Os colaboradores experientes de uma gráfica de serigrafia conseguem, na maioria das vezes, criar modelos de impressão para a eletrónica impressa com um período de formação mínimo. Também o próprio processo de impressão é bastante fácil de dominar, especialmente no caso de circuitos mais simples. No entanto, são necessários outros profissionais especializados, por exemplo, com conhecimentos de eletrónica ou de ciência dos materiais. Normalmente, não se encontram profissionais assim nas gráficas. É por isso que existem consultores especializados, como o MSWtech Test Center Europe, em Nuremberga, que também dispõe de um ambiente de teste para eletrónica impressa flexível.

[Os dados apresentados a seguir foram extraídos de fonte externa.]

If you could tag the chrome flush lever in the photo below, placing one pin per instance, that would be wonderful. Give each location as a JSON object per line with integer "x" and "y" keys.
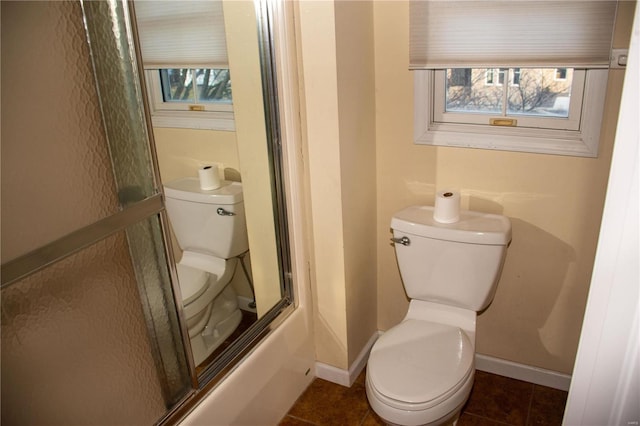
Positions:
{"x": 405, "y": 241}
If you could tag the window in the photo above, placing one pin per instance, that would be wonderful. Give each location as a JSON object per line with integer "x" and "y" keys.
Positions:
{"x": 563, "y": 125}
{"x": 532, "y": 96}
{"x": 536, "y": 74}
{"x": 184, "y": 54}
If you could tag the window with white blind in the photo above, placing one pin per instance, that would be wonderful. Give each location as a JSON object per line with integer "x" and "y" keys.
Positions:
{"x": 184, "y": 54}
{"x": 523, "y": 76}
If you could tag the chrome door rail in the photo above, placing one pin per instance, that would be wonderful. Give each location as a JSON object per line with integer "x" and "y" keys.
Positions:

Máquina automática de montagem para ligações por encaixe em circuitos impressos. Foto: Sonja Angerer

Perspetivas futuras para a serigrafia na produção de eletrónica impressa
A eletrónica impressa é, sem dúvida, uma área em que a serigrafia continuará a ter um papel importante no futuro. Além disso, os avanços na ciência dos materiais e na tecnologia de impressão vão continuar a aumentar o desempenho e a variedade de aplicações da eletrónica impressa.

Isso torna esta área interessante também para empresas que, neste momento, se dedicam principalmente à serigrafia gráfica. Afinal, em alguns casos, é possível fabricar circuitos mais simples até mesmo com as máquinas que já têm. Especialmente se já tiveres contactos no setor, por exemplo, através de encomendas de impressão em grande escala, pode valer a pena expandir a tua área de negócio para a eletrónica impressa, mesmo para empresas de serigrafia de média dimensão. No entanto, é preciso estar disposto a investir em pessoal qualificado e em máquinas, e a familiarizar-te com uma área totalmente nova.